Theorem 1 Suppose that (A1)–(A4) hold and $λ \geq O (1) \sqrt{n log p}$ . Then

With probability converging to 1, |Ã₁| ≤ (2 + 4C)q.
If λ/n → 0 and (log p)/n → 0, then with probability converging to 1, all the covariates with nonzero coefficients are selected.
${‖ \tilde{β} - β_{0} ‖}_{2}^{2} \leq \frac{16 λ^{2} q}{n^{2} c_{*}^{2}} + O_{p} (\frac{| {\tilde{A}}_{1} | log p}{{nc}_{*}^{2}})$ . In particular, if $λ = O (\sqrt{n log p})$ , then ${‖ \tilde{β} - β_{0} ‖}_{2}^{2} = O_{p} (log p / n)$ .

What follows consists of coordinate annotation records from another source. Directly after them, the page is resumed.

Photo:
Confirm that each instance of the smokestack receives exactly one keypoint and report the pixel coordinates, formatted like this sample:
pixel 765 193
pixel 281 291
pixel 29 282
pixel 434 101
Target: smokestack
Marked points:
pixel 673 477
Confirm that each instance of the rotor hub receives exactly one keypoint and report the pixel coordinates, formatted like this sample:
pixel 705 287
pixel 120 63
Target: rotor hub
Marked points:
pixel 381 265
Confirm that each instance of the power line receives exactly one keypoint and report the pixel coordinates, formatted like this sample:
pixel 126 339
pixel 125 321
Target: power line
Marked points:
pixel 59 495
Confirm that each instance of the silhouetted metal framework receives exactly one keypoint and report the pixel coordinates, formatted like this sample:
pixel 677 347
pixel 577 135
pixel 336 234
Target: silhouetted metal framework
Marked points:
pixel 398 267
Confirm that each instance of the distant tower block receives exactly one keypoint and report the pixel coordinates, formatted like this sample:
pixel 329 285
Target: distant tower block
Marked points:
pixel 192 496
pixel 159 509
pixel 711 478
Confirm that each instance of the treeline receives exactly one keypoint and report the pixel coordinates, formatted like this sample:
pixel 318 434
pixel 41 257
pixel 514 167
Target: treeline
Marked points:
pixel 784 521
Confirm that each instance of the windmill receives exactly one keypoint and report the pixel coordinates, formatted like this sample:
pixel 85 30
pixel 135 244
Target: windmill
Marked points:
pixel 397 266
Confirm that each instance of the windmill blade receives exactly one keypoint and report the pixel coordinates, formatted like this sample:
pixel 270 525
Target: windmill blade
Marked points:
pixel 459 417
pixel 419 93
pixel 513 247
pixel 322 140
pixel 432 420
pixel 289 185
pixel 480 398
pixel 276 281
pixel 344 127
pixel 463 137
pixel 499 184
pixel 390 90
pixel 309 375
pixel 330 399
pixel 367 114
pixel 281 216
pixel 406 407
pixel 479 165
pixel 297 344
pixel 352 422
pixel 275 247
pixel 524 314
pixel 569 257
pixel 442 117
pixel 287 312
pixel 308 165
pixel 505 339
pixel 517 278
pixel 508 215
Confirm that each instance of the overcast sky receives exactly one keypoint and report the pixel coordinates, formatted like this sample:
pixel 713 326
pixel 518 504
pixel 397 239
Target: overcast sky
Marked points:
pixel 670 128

This theorem suggests that, with high probability, the number of covariates selected by the Lasso is a finite multiply of the number of covariates with nonzero coefficients. Moreover, all the covariates with nonzero coefficients are selected with probability converging to one. This justifies using the Lasso as the initial estimator in the algorithm proposed in Sect. 3.1. In addition, the Lasso estimator is estimation consistent.

Starting from the initial Lasso estimator β̃, we denote β̂ as the estimate after one iteration (in the algorithm described in Sect. 3.1). Simple algebra shows that the value of $θ_{j}^{(1)}$ computed in Step 2 of the proposed algorithm is $θ_{j}^{(1)} = (λ / 2) | {\tilde{β}}_{j} |^{- 1 / 2}$ . Thus Step 3 of the proposed algorithm is

\hat{β} = arg min {Q_{n} (β) + \frac{λ}{2} \sum_{j = 1}^{p} | \tilde{β_{j}} |^{- 1 / 2} | β_{j} |} .

β̂ computed above takes the form of an adaptive Lasso estimator. Of note, here, the penalty parameter is the same as the λ used in the Lasso estimator.

For any vector x = (x₁, x₂, …), denote its sign vector by sgn(x) = (sgn(x₁), sgn(x₂), …) where sgn(x_i) = 1, 0, −1 if x_i > 0,= 0, < 0, respectively.

Theorem 2 Suppose that (A1)–(A4) are satisfied, (log p)/n → 0, and $λ = O (\sqrt{n log p})$ . Then

P (sgn (\hat{β}) = sgn (β_{0})) \to 1 .

The above theorem shows that the one-step estimator is sign consistent. Thus, the one-step estimator is selection consistent, in the sense that it can correctly distinguish covariates with zero and nonzero coefficients with probability converging to 1. Following similar arguments, we can prove that any finite-step estimator (computed from the algorithm described in Sect. 3.1) is sign consistent and hence selection consistent. We note that, although the one-step estimator is selection consistent, our numerical studies suggest that iterating until convergence tends to improve finite sample performance.

We note that in Theorem 2, we allow log p = o(n) or p = exp(o(n)). Thus the dimension of covariates can be larger than the sample size, which accommodates gene expression data.

6 Data analysis

6.1 Mantle cell lymphoma data

A study using microarray expression analysis of mantle cell lymphoma (MCL) is reported in Rosenwald et al. (2003). The primary goal of this study is to identify genes that have good predictive power of patients’ survival risk. Among 101 untreated patients with no history of previous lymphoma, 92 were classified as having MCL based on established morphologic and immunophenotypic criteria. Survival times of 64 patients were available and the other 28 patients were censored. The median survival time was 2.8 years (range 0.02 to 14.05 years). Lymphochip DNA microarrays were used to quantify mRNA expression in the lymphoma samples from the 92 patients. The gene expression data that contains expression values of 8810 cDNA elements is available at http://llmpp.nih.gov/MCL/.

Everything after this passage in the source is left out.